They both exhibit the remarkable hydrophobicity demonstrated by the Cassie-Baxter law of wetting. For us non-scientists, this law describes the way in which bumpy, hairy or otherwise rough surfaces repel water. Try wetting a pigeon's feathers. If you don't have a pigeon handy, collect a colony of fire ants and dump them in the water. They will cling together and form a tight raft: jaw to leg; leg to leg; clinging to each other tightly in every possible way. The recent Proceedings of the National Academies includes a report that describes the raft formed by fire ants in water. The Cassie -Baxter law explains that the very rough surface of the raft repels water. Duck feathers do, too.
I read about this in the Washington Post. I wanted to know more about Cassie and Baxter. My search led me to the Farady Society, a British society for the study of physical chemistry founded in 1903. Such societies encouraged research and engaged in lively meetings to discuss and critique their members' work. The Transactions of the Farady Society were published from 1901 to 1971. I can almost smell the cigar smoke and see the members in their leather chairs, sipping port and arguing.

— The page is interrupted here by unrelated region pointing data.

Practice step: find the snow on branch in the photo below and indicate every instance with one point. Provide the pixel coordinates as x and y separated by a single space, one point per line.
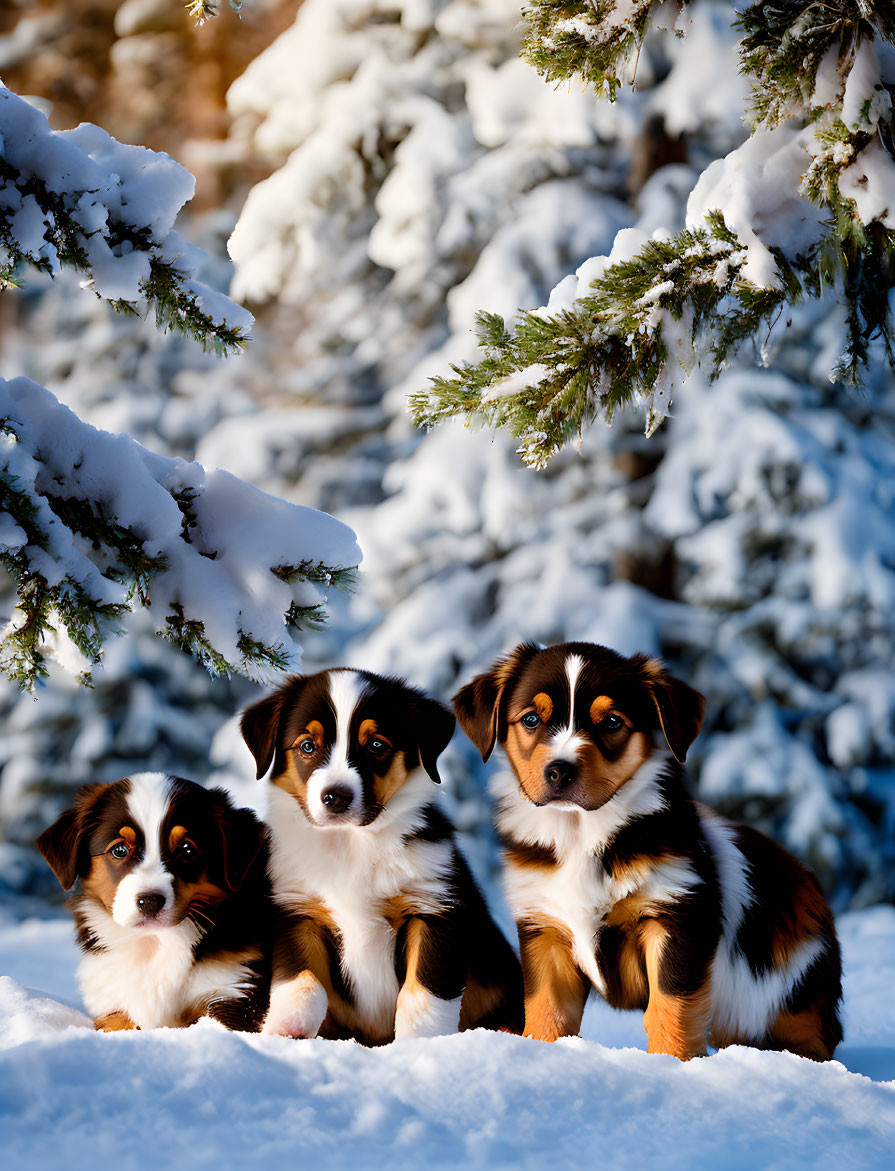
806 203
82 199
91 525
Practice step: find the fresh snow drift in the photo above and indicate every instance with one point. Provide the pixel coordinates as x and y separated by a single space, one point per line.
203 1097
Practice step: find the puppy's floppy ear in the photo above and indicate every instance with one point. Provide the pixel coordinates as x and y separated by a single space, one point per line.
259 726
680 707
434 727
480 706
244 840
62 844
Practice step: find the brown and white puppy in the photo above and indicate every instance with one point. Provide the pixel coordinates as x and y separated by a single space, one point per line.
172 903
619 881
383 932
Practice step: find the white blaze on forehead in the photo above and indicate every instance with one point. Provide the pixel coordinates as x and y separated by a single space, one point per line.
344 693
148 805
565 744
148 800
346 689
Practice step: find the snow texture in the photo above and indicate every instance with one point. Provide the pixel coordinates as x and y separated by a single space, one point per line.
749 541
210 1098
219 538
122 201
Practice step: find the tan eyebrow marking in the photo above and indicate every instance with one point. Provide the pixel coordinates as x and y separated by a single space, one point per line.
600 707
178 833
542 705
314 730
367 731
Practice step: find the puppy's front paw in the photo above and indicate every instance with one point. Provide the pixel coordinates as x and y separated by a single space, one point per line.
421 1013
298 1008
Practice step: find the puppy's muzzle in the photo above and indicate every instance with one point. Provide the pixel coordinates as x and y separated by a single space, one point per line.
150 903
336 799
559 775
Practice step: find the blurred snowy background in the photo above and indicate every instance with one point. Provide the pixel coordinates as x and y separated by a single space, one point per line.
387 168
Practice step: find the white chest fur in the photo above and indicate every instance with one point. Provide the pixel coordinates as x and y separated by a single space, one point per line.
576 891
354 871
152 977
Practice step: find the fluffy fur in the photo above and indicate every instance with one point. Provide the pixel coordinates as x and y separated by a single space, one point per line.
619 881
171 905
382 931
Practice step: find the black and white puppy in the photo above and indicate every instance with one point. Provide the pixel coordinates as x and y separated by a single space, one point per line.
382 931
172 904
619 881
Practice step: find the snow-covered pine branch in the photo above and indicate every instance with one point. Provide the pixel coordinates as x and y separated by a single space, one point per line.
80 198
93 524
805 203
207 9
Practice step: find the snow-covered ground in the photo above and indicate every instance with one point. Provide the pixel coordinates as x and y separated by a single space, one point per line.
204 1097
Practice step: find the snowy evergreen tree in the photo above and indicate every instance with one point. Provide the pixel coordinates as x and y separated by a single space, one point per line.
804 204
91 522
745 572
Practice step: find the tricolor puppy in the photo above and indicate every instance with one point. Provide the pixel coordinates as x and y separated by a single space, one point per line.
620 881
172 904
383 932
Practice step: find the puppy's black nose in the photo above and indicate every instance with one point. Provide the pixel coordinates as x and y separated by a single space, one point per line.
150 903
337 799
560 773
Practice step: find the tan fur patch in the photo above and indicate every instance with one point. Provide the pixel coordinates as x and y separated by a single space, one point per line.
114 1022
531 754
367 730
101 881
387 786
342 1020
674 1025
315 731
555 990
600 709
806 917
542 706
191 898
178 833
801 1033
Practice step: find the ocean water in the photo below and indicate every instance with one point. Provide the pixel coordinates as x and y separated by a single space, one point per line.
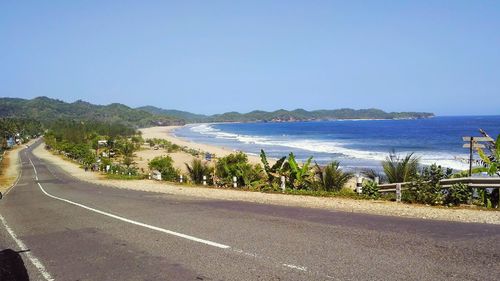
356 144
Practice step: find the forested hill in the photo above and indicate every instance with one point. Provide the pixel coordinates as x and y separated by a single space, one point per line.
47 110
286 116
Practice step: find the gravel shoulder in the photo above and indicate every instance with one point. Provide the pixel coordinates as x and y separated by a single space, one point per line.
10 167
334 204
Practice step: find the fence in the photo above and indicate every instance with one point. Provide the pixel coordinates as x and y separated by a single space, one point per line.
445 183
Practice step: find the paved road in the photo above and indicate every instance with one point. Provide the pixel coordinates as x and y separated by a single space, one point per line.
79 231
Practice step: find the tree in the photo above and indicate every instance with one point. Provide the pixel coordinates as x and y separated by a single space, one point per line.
332 178
273 172
300 177
399 169
491 161
197 170
164 164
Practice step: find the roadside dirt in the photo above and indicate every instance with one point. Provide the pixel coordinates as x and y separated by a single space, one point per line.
340 204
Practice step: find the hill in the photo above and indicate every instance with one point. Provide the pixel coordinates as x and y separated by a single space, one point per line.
288 116
46 110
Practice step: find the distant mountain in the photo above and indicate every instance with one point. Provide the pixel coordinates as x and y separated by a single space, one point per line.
46 109
184 115
288 116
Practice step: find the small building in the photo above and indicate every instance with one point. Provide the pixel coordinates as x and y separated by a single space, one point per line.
156 175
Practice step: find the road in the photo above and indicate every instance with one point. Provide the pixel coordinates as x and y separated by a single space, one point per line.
79 231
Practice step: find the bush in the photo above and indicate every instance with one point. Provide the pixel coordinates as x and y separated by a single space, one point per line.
164 164
458 194
371 190
236 165
197 170
425 188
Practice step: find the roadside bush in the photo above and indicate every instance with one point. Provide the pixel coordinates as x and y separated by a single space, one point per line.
371 190
458 194
164 164
236 165
425 188
197 170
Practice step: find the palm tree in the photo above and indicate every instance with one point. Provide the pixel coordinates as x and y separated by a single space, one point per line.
332 178
197 170
398 169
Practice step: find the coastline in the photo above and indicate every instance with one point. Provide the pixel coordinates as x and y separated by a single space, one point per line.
166 133
385 208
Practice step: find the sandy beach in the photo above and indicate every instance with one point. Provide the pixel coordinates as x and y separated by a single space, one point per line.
328 203
180 158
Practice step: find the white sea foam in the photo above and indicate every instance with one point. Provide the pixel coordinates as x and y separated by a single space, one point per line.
331 147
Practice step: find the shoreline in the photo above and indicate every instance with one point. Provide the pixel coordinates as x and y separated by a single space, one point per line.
375 207
166 133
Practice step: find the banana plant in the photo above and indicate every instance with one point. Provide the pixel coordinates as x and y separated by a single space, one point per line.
300 177
273 172
492 161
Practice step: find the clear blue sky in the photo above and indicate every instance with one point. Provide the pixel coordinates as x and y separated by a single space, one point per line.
218 56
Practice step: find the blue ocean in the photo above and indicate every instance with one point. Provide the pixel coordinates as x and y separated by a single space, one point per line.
356 144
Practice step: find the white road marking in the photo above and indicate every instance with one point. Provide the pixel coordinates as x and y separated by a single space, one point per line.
301 268
185 236
189 237
35 261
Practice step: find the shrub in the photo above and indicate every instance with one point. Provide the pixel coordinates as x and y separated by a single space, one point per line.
236 165
197 170
332 178
425 188
458 194
398 169
371 190
164 164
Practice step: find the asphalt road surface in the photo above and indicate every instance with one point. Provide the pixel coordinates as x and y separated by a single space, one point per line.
72 230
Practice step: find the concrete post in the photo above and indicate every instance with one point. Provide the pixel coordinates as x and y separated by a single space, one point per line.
359 185
398 192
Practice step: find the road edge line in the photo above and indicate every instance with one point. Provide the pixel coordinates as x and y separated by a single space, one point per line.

A. B. D. Cassie and S. Baxter's work, The Wettability of Porous Surfaces appeared in volume 40, page 546 in 1944. England, and the world were at war - the outcome still in doubt. Anything that could possibly aid the war effort was strictly rationed. Damage from the Blitz was tidied but not repaired. Throughout those dark days, the human spirit was not diminished. We have many examples, and with Cassie and Baxter's work, another. They were inquisitive, disciplined and undaunted by the deprivations of war-time London. You can join the Royal Society of Chemistry, and read their paper, or just think of them and whisper God Save the Queen.